Why 1366 Technologies?

MIT say it best themselves: 1366 Technologies has “managed the nearly impossible for a solar startup” simply by remaining to be in business as other major players like Solar BP and Solyndra and Abound Solar have fallen by the wayside. And not only this: they’ve positively thrived on it. The company opened their first silicon-wafer factory in 2013, and the Boston-based organisation is now said to be revolutionising the way solar wafers are made by refining the manufacturing process into one step. What this means is that the price of their wafers has become dramatically competitive, without compromising on quality one iota.
Solar Constant
The cutting edge technology this company now has and will continue to wield over its competition - where customers are always looking to compare prices - is what has kept this business booming, producing over 1,000 wafers every day.
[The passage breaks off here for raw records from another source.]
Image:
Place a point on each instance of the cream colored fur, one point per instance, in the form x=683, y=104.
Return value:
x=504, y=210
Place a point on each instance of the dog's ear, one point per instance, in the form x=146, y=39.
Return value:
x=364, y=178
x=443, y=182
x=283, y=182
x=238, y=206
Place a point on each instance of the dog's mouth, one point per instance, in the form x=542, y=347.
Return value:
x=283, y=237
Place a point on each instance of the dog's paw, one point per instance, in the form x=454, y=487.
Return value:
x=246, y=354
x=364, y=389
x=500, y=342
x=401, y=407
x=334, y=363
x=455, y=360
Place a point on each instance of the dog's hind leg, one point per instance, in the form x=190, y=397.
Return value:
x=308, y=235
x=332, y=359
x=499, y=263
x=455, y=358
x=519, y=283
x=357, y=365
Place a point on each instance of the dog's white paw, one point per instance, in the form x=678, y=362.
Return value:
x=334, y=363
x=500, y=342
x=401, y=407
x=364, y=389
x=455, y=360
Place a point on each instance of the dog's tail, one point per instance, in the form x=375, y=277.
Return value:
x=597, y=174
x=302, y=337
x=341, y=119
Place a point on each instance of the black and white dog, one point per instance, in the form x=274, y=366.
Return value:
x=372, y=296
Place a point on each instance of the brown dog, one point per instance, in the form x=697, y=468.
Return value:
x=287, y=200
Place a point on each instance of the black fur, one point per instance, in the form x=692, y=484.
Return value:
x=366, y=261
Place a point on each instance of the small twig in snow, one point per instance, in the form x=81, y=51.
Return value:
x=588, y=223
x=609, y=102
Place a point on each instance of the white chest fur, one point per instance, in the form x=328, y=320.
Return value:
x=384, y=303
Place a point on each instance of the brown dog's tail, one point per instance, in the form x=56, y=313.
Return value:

Given that wafers account for around 40% of a solar panel’s overall cost, it’s not surprising that 1366, with its cost-effective new means of production, have seized and cornered the advantage. By the end of 2015, the company wants to have fifty of their new silicon furnaces in its new factory, turning over enough solar wafers to produce 250 megawatts of renewable energy.

What Does This Mean for Solar?

Put simply, only good things. As solar energy becomes noted amongst the top fifty companies to watch over the coming year - amongst electric cars and cutting-edge DNA technologies – the renewable energy industry is only further asserting itself as a commodity that’s here to stay for the long term.